The geology of the catchment upstream of Five Oak Green varies between Tunbridge Wells Sand Formation and Wadhurst Clay Formation. In the headwaters of the catchment, the geology consists of a mix of Lower Tunbridge Wells Sand and Ardingly Sandstone Member.
The mix of bedrock types suggest the response of the catchment to rainfall varies in different areas. Runoff from areas of Wadhurst Clay – which correspond closely to the path of the Alder Stream and its main watercourses – will typically be more rapid. This is because clay is largely impermeable to water and so water rushes along the surfaces instead of being absorbed. Areas of sandstone will typically respond more slowly to rainfall events. However, in general the Alder Stream is known to be flashy in nature, with a rapid response to rainfall. This can pose a risk to properties and other land, particularly towards the downstream end of the catchment. Rapid runoff over fields can also lead to erosion and loss of productive topsoil.
Upstream of the village of Five Oak Green the Alder Stream passes through a culvert which is known to cause flooding issues when the capacity of the culvert is exceeded. The railway embankment to the north of Five Oak Green can also increase flood risk by restricting the flow of water from the Alder Stream northwards and away from the village.
Areas of Five Oak Green are known to have experienced flooding in 1960, 1968 and on a number of occasions since 2000. Flooding as a result of high flows in the Alder Stream can also be exacerbated by flooding from the River Medway itself. Capel Parish Council manages the Capel Flooding Committee which meets bi-annually and aims to encourage action to alleviate flood risk and increase resilience within the community.
Environment Agency flood modelling estimates that over 100 properties could be at risk of flooding from a 1 in 20-year flood event from the Alder Stream alone. Natural Flood Management is unlikely to prevent flooding during extreme rainfall events which we may only see once in a hundred years or so. However, it can be well suited to trying to attenuate the smaller, but more frequent, flood events which are a scourge to communities. This is why the Alder Stream is one of the catchments we are currently focusing our work in.

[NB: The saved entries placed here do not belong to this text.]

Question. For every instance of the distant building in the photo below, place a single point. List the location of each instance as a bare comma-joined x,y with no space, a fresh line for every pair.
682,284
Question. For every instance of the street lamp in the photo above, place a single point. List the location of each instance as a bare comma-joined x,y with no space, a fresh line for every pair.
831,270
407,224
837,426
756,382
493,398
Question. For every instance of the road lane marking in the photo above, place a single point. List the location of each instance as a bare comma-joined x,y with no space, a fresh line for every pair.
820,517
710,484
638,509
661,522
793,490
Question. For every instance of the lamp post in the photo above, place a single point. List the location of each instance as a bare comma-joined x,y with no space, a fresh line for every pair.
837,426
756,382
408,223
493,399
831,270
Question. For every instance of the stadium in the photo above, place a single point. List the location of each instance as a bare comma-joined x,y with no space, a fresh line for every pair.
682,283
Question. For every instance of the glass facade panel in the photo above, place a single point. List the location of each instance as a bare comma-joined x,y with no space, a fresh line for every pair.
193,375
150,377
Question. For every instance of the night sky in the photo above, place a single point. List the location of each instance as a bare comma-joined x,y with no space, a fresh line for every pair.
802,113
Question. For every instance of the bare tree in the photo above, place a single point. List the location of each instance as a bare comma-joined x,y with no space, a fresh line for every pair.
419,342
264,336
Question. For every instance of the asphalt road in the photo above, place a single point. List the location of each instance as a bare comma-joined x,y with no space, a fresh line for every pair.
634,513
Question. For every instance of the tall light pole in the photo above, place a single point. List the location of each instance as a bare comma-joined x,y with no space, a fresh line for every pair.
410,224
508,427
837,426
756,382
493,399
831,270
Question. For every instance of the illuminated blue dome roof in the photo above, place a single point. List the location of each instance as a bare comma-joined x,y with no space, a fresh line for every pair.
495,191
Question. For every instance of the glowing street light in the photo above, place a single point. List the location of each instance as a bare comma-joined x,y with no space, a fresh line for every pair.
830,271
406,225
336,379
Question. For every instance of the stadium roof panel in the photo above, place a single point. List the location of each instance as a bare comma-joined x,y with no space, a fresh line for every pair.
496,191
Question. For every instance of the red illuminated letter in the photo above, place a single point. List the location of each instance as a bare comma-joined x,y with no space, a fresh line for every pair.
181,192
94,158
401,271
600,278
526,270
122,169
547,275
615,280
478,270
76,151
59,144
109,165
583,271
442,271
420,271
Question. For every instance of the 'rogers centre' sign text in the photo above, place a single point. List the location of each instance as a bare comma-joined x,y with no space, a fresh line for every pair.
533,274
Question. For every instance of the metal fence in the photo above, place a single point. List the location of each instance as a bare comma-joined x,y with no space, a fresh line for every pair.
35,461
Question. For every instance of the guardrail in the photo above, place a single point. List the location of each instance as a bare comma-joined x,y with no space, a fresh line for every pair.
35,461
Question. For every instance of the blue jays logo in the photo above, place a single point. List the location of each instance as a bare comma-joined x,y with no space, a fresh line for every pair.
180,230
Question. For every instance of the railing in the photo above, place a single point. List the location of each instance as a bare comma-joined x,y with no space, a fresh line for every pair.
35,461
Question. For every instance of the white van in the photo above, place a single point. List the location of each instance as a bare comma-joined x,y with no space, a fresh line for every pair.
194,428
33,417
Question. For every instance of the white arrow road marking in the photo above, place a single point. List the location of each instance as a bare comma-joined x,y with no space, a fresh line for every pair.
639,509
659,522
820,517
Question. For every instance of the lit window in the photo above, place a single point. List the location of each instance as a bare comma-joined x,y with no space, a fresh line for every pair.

Scoping Opportunities for Natural Flood Management
Since the beginning of our work on Natural Flood Management, we have engaged with Capel Parish Council, meeting with a local Flood Warden, as well as members of the National Flood Forum and the Environment Agency to gain an understanding of the flood risk issues in the catchment from the people who experience it first-hand. This local knowledge has been combined with a desktop assessment of the Alder Stream catchment to identify key flow paths which could impact areas properties and other land, particularly in Five Oak Green.
The desktop study used SCIMAP – a mapping tool originally developed to map diffuse pollution risk within a catchment. It uses data on topography and land use to identify source areas and their connectivity to a waterbody such as a river. For NFM, this hydrological connectivity can be used to identify potential flow paths within a river catchment.
The SCIMAP data for the Alder Stream, shown below, has been used to target walkovers, engagement with landowners and the placement of NFM interventions such as woody dams and field bunds to intercept the key flow paths, and reduce the flood peak downstream. Maps of indicative flow paths have been shown to landowners to ensure they match what they see with their own eyes.
We have carried out watercourse and ecological surveys to inform development of the proposed options within the catchment and ensure that our proposals are sensitive to local settings and maximise their benefits.
A number of walkovers have been carried out across the Alder Stream catchment – with more planned in the future.
As with the Hogg Stream, a number of landowners are enthusiastic to install NFM measures on their land in order to benefit those at risk downstream.